Now, look, this isn't really major news. I've binged on a lot of bands in my time. I have an addictive personality. (It's the reason why I don't trust myself to have children; I've loved a lot of bands that I've quickly tired of.) But a lot has been said for binging on television shows, about sitting in your pajamas on your couch for an entire weekend and watching all six seasons of Lost but where are the articles about spending an entire Saturday listening to Shallow Bed? (If there's someone else other than my best friend and I doing that, point me in their direction because clearly we need to become friends.)
Anyway, this isn't about Dry the River, they're just my band of choice right now. (I swear, I cannot start my day without listening to "Weights and Measures" lately. I tried to yesterday but after a few songs, I needed to go back to it. It was almost like an addiction.) It's about the relationship with (other) music I've had over the past six weeks. Tons of great records have been released, and some of them I haven't even bothered to listen to. I've partially listened to a handful, turning them off after four or five songs because I'm bored, or to put on "Shaker Hymns" or "Vessel." I've listened to three new records all the way through (DCFC, Sufjan Stevens, and Lower Dens, and only the latter two have I listened to more than once.) I've basically lost interest in all new music. (I do recall, however, listening to Jeff Buckley a bit...)
When I'm binging on a band or an album, it's really, really difficult to listen to my old music. It's really difficult to not just press play on that one artist and ignore all the others. I mean, it's practically a chore to listen to songs I really do love. And I've forgotten about so many of them too. It's kind of like when you run into someone you know and you really don't want to talk to him or her but you end up chatting and it's awkward. But you forget that you really love "The Woodpile" or "Terrible Love" or "Tables and Chairs" (oh, don't get me started on Andrew Bird.) You kind of even forget these songs exist. I accidentally pressed play on "Acts of Man" when I scrolling for "Alarms in the Heart" and was like, "oh, yeah, this song, right, it's...been awhile, hasn't it?" I listened to it, sure, but it just didn't give me the excitement it used to. How sad is that? I mean, "Acts of Man." Y'all know how much I fucking love that song, and what it means (meant?) to me.
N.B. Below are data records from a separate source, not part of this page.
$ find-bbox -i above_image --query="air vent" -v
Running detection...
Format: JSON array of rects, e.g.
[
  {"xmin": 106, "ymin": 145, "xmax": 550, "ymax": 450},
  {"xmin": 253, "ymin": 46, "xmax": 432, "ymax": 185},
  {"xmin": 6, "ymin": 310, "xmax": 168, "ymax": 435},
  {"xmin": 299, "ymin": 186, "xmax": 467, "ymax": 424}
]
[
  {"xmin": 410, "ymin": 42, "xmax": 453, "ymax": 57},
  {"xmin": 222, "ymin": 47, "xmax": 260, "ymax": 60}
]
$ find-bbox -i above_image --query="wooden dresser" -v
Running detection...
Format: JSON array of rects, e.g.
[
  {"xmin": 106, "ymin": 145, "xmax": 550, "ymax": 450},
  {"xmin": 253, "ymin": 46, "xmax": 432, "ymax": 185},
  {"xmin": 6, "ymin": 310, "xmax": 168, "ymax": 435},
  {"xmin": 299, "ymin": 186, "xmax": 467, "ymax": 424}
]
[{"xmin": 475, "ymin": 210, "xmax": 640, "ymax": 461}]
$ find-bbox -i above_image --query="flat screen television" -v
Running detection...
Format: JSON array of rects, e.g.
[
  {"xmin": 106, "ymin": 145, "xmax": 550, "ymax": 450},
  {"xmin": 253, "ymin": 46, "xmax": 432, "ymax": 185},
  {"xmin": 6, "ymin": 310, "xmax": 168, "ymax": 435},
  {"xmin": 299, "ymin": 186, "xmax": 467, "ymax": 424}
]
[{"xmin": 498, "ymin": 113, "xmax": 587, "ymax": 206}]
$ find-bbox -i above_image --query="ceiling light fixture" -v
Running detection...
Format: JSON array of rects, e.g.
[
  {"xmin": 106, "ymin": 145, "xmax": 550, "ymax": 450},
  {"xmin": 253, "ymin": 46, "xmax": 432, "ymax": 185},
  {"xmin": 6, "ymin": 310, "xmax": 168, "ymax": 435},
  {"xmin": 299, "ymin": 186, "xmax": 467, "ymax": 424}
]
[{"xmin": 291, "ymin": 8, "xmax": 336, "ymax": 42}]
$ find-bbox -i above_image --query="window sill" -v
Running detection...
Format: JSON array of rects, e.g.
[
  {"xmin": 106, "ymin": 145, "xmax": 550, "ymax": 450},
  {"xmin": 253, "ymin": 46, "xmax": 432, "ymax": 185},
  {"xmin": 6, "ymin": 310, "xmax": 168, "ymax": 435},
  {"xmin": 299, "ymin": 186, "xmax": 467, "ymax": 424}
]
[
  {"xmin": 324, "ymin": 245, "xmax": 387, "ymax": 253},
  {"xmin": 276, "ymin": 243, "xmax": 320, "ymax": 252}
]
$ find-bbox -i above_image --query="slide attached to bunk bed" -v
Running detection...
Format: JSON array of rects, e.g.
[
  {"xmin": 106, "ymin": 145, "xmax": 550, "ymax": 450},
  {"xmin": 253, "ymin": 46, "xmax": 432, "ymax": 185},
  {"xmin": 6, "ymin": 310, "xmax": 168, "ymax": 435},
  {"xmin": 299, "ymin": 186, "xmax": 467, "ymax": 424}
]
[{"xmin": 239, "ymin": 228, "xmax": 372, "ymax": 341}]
Eventually I'll burn out on DtR, or I'll find a new band to obsess over, and I'll go back to listening to "Old Old Fashioned" and "Cold Day From the Birdhouse" and the like, and I'll probably never want to hear "The Chambers and the Valves" ever again. It's what I do. Binge and purge music. Even if I stop listening to you completely, there's a good chance I will see you when you announce your NYC-area show. In fact, I can't remember the last time I saw a band while I was in the midst of actually listening to them. My latest trend in concert-going is to know and like a few of your songs and decide, hey, why not, let's go see them. I guess going to see a band and then buying their music is not the correct way to do things?
And I know this is not the normal way people listen to music. Of course, I do know that people do tend to listen to songs over and over and over again and play them out and never think about them again. I also know that there are many people out there who don't listen to albums, and don't really have bands or artists they can refer to as their "favorites." And of course, there are even more people who just do not buy any music anymore. But when you listen to so much music, and especially now that so much is available to you at anytime on Spotify or YouTube, it is really so easy to forget about bands and songs. I swear, if I went to look through my vinyl collection, I'd probably be really surprised I own records by Caveman and The Morning Benders. I'd suspect that a lot of people stick to their favorite artists and don't exactly branch out to find new ones. I also suspect a lot of people don't binge on music. Am I wrong here? But I'm pretty certain that most people don't care enough about the songs they used to love to ever go back to them. I mean, for cryin' out loud, taking songs off of my iPod is a huge to-do because who knows when I'll want to listen to "Testament to Youth in Verse?" If I take it off, will I ever remember it existed in the first place? What does it matter? I'll just find a new song/band to listen to anyway.
And maybe that's how I should think about it. So what if I don't want to listen to We Were Promised Jetpacks anymore? Who cares? Does it really matter? Music, I guess, is fluid. You're not always going to want to listen to the same bands or songs. God knows I don't want to listen to Hanson anymore (what, I was like 10 years old!)
But imagine how boring life would be if we just listened to the same songs over and over again.